In an earlier post, I analyzed the section of the USCIS ombudsman's 2021 annual report covering USCIS's 2018 notice to appear policy.
In that piece, I noted that the ombudsman correctly identified several preexisting challenges USCIS has with issuing NTAs, but I also showed that the report erred in laying blame for all of those issues on the NTA policy developed under the Trump administration.
In this piece, I will analyze a different section of the 2021 annual report that details how Covid-19 impacted USCIS operations, how the agency responded to these challenges, and the budgetary problems that were exposed once receipts for immigration benefits plummeted.
The ombudsman describes this as follows: "In a tremendous effort encompassing its 88 field offices, USCIS reconfigured public-facing activities for a pandemic."
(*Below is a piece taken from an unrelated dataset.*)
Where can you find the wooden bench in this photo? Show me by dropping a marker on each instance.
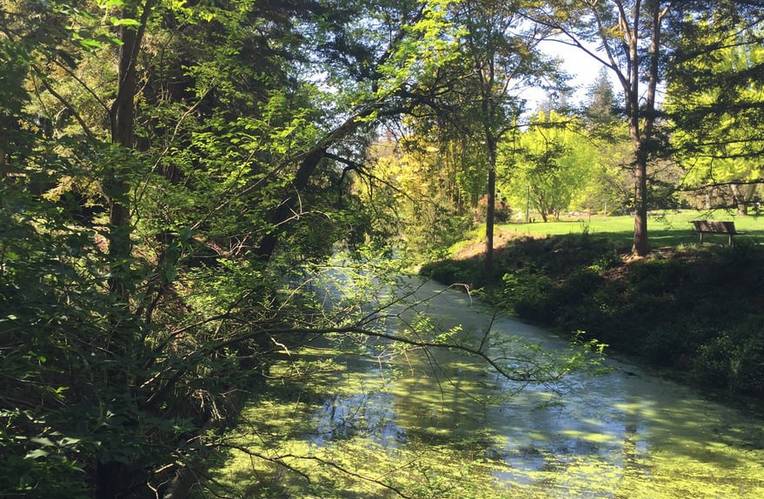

With the exception of critiquing the agency for failing to allow certain additional flexibilities that USCIS lacks the legal authority to implement, the ombudsman's report accurately captures the agency's Covid-19 response, free of nefarious motives by the Trump political appointees who had to navigate the unprecedented situation.
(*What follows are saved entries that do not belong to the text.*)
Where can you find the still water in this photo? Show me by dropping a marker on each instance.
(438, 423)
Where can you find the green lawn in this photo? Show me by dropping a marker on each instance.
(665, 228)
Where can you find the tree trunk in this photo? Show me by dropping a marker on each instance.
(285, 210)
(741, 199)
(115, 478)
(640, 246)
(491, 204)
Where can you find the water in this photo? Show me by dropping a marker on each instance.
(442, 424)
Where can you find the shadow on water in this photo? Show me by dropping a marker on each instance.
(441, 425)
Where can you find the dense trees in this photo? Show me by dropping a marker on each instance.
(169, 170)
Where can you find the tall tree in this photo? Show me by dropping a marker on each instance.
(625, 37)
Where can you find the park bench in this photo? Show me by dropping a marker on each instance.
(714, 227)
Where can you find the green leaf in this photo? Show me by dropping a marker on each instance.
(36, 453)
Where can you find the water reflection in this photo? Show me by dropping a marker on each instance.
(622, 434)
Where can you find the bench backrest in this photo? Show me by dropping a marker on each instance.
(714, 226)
Unlike most of the federal government, which operates through appropriated taxpayer dollars, USCIS is 96 percent fee-funded, meaning the agency derives its revenue from the fees paid by those who choose to engage in the immigration system.
The ombudsman calls the "Carryover depletion [] a significant problem", but even if USCIS had $1.4 billion in carryover it would not have been enough to keep the agency solvent during calendar year 2020.